The only property we are left to explore in this section is property (5), meaning how close to optimal are the various structures in the case of special (often used and well-studied) gates. So, in addition to compiling random unitary matrices as efficiently as possible, we want to recover the shorter lengths that some important gates allow. For example, k-controlled \( (n-k) \)-qubit operations can be compiled with \( O(n) \) gates if \( k\lt n-1 \) and \( O(n^2) \) gates if \( k=n-1 \) [Ex. 4.2][8][Lems. 7.2 and 7.5][4]. In particular, the n-qubit Toffoli gate, also known as the multi-controlled-X gate, can be thought of as a k-controlled \( (n-k) \)-Toffoli gate, and so can be compiled with \( O(n) \) gates. Furthermore, [64] gives a lower bound of \( 2n \) CNOTs for the n-qubit Toffoli gate (other lower bounds are possible when considering circuits with ancillae [41]).
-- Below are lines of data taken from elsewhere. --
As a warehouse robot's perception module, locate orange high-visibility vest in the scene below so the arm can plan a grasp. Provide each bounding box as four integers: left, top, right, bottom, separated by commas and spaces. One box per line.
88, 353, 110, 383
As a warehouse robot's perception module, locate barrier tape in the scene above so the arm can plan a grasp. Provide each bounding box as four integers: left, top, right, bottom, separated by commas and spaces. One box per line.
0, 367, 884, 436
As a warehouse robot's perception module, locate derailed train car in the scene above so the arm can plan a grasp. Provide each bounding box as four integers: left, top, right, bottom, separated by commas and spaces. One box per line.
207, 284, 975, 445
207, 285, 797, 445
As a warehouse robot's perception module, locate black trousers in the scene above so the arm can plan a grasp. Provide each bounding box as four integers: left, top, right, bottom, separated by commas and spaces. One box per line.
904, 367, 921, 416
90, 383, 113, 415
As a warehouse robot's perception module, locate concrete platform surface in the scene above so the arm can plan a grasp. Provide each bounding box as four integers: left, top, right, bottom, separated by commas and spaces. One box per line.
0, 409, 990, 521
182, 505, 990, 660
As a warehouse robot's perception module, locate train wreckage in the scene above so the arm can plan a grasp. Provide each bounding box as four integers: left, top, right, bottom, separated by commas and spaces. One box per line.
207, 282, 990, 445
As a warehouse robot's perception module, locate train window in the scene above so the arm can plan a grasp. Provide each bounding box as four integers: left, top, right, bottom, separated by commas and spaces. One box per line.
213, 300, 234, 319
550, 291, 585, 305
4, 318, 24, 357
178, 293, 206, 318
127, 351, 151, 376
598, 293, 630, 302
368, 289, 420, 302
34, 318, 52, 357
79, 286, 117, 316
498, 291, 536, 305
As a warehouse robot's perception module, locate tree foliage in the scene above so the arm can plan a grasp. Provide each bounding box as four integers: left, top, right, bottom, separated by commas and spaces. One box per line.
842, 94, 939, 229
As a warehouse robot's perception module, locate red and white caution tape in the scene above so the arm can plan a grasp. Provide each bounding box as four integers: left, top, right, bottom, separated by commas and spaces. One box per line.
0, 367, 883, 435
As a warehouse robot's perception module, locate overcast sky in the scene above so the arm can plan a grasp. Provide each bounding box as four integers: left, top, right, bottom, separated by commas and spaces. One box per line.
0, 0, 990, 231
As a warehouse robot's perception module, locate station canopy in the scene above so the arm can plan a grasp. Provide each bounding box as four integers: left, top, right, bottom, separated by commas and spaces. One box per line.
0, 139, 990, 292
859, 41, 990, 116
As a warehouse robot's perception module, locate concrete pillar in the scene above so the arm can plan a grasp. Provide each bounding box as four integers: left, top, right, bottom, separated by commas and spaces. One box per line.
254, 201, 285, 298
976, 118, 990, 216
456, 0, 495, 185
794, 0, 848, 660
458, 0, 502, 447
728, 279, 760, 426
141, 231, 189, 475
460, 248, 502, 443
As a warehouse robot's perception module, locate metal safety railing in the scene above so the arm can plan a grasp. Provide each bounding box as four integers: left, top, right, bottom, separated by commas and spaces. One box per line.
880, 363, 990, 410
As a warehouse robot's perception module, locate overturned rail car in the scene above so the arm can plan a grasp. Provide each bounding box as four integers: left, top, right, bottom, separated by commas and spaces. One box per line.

The lower bound is tight for \( n=3 \). Qiskit [56] decomposes the 3-qubit Toffoli gate into 6 CNOTs and the 4-qubit Toffoli gate into 14 CNOTs.² We remark that these numbers of CNOTs are significantly lower than the TLB, and therefore property (5) is not trivial to fulfill.

In addition to the Toffoli gate, we also consider the Fredkin 3 qubit gate, as well as the 1-bit full adder (which is a 4 qubit gate). The list of important gates is by no means exhaustive, but it already gives a glimpse of how well \( \mathsf {sequ} \) and \( \mathsf {spin} \) work for important gates.

To test property (5), we ran our gradient descent algorithm on \( \mathsf {spin} \) and \( \mathsf {sequ} \) many times (we report in Table 2 the results, as well as the number of exact compilations divided by the number of tries). We compare with the Qiskit compilations on full connectivity and on line connectivity (with the usual workflow, one would compile, e.g., a Toffoli gate on the full connectivity hardware and then add swap gates to transpile it on the limited connectivity one) [56].

Table 2.

Gate	Qiskit CNOTs		\( \mathsf {sequ} \)		\( \mathsf {spin} \)
	Full conn.	Line conn.	w/o perm.	w perm
Toffoli 3 qubit	6	7–9	7 (19/100)	6 (27/100)	8 (38/100)
Toffoli 4 qubit	14	36	18 (4/350)	14 (1/100)*	18 (1/350)
Fredkin 3 qubit	7	10	8 (55/100)	7 (4/100)	8 (31/100)
1-bit full adder 4 qubit	10	16	10 (11/100)	10 (3/100)	14 (8/500)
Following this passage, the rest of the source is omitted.